At least I had something to think about besides wondering what the hell was happening with Eric and the Long Tooth pack. At the end of my shift, I found myself in Sam’s office with Sam and Antoine.
Sam shut the door behind me. He was furious. I didn’t blame him. Antoine was mad at himself, mad at me, and defensive with Sam. The atmosphere in the room was choking with anger and frustration and fear.
>
“Listen, man,” Antoine said. He was standing facing Sam. He made Sam look small. “Just listen, okay? After Katrina, I didn’t have no place to live and nothing to do. I was trying to find work and keep myself going. I couldn’t even get a damn FEMA trailer. Things were going bad. So I. I borrowed a car, to get to Texas to some relatives. I was gonna dump it where the cops could find it, get it back to the owner. I know it was stupid. I know I shouldn’ta done it. But I was desperate, and I did something dumb.”
“Yet you’re not in jail,” Sam observed. His words were like a whip that barely flicked Antoine, drew a little bit of blood.

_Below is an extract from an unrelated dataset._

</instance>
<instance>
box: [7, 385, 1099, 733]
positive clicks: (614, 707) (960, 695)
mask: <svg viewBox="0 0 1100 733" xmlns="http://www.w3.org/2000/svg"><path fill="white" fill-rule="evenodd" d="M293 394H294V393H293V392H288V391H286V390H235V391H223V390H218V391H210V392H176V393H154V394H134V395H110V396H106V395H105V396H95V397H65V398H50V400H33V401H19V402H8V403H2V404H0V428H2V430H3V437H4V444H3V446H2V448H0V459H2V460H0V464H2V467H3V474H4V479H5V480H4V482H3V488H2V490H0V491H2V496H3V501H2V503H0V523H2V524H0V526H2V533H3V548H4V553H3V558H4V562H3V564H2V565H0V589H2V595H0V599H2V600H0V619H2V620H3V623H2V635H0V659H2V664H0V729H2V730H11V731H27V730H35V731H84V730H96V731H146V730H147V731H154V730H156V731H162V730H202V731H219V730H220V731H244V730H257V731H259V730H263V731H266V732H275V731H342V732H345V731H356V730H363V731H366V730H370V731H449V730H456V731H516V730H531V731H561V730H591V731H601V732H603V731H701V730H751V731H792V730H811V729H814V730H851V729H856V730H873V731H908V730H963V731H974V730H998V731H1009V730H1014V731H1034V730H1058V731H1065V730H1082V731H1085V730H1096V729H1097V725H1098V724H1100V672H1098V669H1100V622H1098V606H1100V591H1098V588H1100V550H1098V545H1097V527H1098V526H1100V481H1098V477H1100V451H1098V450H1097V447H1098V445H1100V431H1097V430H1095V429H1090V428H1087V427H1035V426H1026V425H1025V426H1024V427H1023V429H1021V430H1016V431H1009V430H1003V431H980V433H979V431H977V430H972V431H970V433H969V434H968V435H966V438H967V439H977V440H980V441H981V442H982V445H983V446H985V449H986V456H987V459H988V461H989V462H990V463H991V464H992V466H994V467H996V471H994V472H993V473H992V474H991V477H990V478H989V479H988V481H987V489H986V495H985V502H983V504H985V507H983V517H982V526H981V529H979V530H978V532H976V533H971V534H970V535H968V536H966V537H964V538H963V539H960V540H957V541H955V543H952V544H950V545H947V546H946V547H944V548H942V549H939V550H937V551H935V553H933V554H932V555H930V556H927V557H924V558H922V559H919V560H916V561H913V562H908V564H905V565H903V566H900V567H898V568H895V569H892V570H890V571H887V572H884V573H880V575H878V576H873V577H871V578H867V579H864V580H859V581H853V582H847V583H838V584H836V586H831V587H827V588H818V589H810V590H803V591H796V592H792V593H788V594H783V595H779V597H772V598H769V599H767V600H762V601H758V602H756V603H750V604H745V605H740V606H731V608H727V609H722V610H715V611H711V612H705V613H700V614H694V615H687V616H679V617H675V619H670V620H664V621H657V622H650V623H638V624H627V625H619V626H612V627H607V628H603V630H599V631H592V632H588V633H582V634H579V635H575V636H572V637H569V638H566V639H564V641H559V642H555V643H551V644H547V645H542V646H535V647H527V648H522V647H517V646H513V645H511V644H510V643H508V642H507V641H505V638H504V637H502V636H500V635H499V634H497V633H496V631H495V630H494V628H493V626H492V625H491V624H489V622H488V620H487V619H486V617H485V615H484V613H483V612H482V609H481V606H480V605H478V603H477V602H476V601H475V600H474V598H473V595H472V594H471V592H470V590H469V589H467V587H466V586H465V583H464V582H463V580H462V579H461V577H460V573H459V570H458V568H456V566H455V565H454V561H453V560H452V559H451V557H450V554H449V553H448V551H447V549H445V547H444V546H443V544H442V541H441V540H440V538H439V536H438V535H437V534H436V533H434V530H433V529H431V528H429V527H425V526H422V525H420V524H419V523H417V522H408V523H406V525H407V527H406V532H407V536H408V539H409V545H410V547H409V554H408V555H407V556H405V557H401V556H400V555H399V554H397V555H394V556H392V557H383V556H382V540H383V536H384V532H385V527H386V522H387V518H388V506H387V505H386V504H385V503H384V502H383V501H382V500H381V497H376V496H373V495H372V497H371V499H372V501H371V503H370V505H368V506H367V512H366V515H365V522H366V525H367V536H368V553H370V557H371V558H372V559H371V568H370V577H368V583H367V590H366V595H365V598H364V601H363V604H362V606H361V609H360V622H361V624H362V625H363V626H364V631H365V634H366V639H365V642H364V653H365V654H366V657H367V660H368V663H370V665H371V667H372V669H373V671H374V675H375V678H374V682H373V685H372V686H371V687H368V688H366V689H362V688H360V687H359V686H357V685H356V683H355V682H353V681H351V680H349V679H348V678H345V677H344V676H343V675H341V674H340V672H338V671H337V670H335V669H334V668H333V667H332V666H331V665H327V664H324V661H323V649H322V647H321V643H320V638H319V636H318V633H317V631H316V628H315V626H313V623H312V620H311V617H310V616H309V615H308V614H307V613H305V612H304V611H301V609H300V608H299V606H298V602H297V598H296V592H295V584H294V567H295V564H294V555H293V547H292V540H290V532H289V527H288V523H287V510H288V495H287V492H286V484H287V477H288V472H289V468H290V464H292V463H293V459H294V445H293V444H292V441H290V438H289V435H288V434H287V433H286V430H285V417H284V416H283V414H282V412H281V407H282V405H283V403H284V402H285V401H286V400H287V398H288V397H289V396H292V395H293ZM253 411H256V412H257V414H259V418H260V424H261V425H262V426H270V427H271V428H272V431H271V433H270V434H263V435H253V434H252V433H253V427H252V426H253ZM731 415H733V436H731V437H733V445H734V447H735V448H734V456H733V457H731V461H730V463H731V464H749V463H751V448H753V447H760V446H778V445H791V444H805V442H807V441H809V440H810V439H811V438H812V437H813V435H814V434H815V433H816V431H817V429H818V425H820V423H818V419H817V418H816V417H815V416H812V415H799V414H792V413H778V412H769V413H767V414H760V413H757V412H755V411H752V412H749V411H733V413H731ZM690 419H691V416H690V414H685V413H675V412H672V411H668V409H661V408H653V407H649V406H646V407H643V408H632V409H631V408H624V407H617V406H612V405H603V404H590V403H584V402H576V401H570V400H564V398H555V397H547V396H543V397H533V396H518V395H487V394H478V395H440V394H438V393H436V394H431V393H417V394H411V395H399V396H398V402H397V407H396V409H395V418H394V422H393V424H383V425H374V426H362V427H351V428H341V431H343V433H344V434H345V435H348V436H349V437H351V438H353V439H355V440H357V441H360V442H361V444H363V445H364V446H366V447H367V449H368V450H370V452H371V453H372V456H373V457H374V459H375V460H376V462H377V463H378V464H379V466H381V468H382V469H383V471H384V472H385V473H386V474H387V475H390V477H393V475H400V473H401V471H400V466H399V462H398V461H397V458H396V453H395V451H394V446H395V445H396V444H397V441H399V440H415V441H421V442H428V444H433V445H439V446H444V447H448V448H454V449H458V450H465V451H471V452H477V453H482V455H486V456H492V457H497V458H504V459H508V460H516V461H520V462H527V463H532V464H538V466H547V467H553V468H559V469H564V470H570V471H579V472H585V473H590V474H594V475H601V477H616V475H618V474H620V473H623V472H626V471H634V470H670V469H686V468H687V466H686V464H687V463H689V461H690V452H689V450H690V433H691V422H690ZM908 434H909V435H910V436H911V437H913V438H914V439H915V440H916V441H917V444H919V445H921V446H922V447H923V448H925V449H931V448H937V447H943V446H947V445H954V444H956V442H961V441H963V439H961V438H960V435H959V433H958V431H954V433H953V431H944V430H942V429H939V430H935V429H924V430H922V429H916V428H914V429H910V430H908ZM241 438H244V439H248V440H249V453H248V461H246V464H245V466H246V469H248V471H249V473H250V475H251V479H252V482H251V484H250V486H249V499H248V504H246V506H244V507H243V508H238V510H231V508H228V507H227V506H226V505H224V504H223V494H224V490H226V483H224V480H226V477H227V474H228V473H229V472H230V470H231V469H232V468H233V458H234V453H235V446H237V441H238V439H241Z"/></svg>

Antoine breathed out heavily. “No, I’m not, and I’ll tell you why. My uncle is a werewolf, in one of the New Orleans packs. So I knew something about ’em. An FBI agent named Sara Weiss came to talk to me in jail. She was okay. But after she spoke with me once, she brought this guy Lattesta, Tom Lattesta. He said he was based in Rhodes, and I couldn’t figure out what he was doing in New Orleans. But he told me that he knew all about my uncle, and he figured that you-all were coming out sooner or later since the vamps did. He knew what you were, that there were other things besides wolves. He knew there’d be a lot of people didn’t like hearing that people who were part animal lived in with the rest of us. He described Sookie to me. He said she was something strange, too, and he didn’t know what. He sent me here to watch, to see what happened.”
Sam and I exchanged glances. I don’t know what Sam had anticipated, but this was way more serious than I’d imagined. I figured back. “Tom Lattesta has known all along?” I said. “When did he start thinking there was something wrong with me?” Had it been before he saw the footage from the hotel explosion in Rhodes, which he’d used as the reason for approaching me a few months ago?
“Half the time he’s sure you’re a fraud. Half the time he thinks you’re the real deal.”
I turned to my boss. “Sam, he came to my house the other day. Lattesta. He told me that someone close to me, one of the great relatives”—I didn’t want to get more specific in front of Antoine—“had fixed it so he had to back off.”